Parallel Multiway Methods for Compression of Massive Data and Other Applications
SessionInvited Talks - Sterling and Kolda
Session ChairDavid E. Keyes
Presenter
Event Type
Invited Talk
Introductory
LocationBallroom-EFGHIJ
DescriptionScientists are drowning in data. The scientific data produced by high-fidelity simulations and high-precision experiments are far too massive to store. For instance, a modest simulation on a 3D grid with 500 grid points per dimension, tracking 100 variables, for 100 time steps yields 5TB of data. Working with this massive data is unwieldy, and it may not be retained for future analysis or comparison. Data compression is a necessity, but there are surprisingly few options available for scientific data. We propose to exploit the 5-way structure (3D spatial grid x time x variable) of the data by applying Tucker tensor decomposition to reveal a latent low-dimensional representation. By taking advantage of multiway structure, we are able to compress combustion science data by a factor of 10-1000 with negligible loss in accuracy. Additionally, we need not reconstruct the entire data set to extract subparts or down-sampled versions. However, compressing such massive data requires a parallel implementation of the Tucker tensor decomposition.

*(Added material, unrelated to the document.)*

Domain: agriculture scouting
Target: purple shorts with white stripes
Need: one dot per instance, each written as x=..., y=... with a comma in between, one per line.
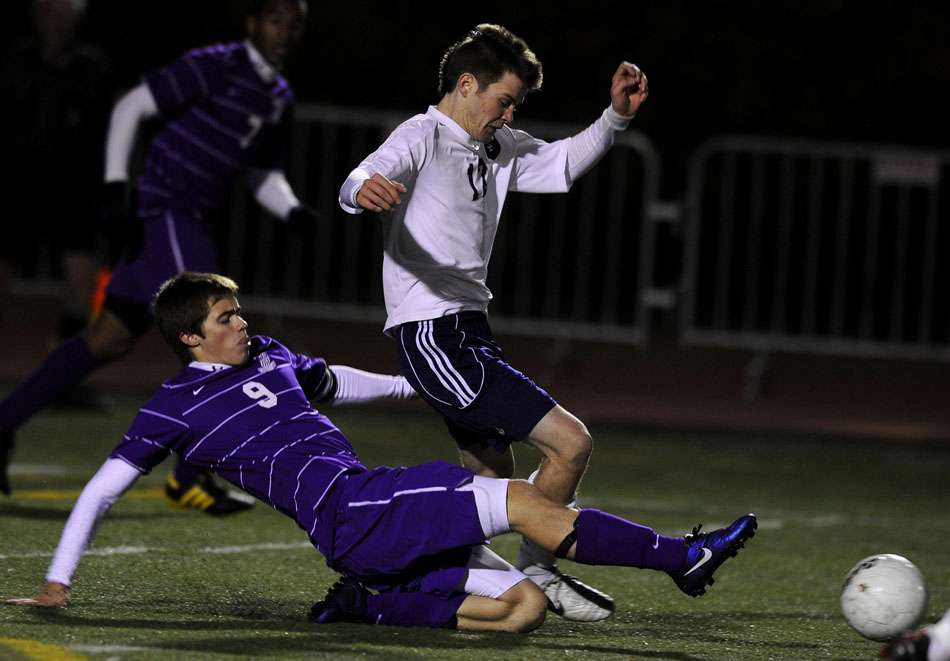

We explain the data distribution and algorithm and accompanying analysis. We apply the algorithm to real-world data sets to demonstrate the speed, compression performance, and accuracy of the method. We also consider extensions of this work into functional representations (useful for hierarchical/irregular grids and reduced order models) as well as acceleration via randomized computations. This talk will highlight work by collaborators Woody Austin, Grey Ballard, Alicia Klinvex, Hemanth Kolla, and others.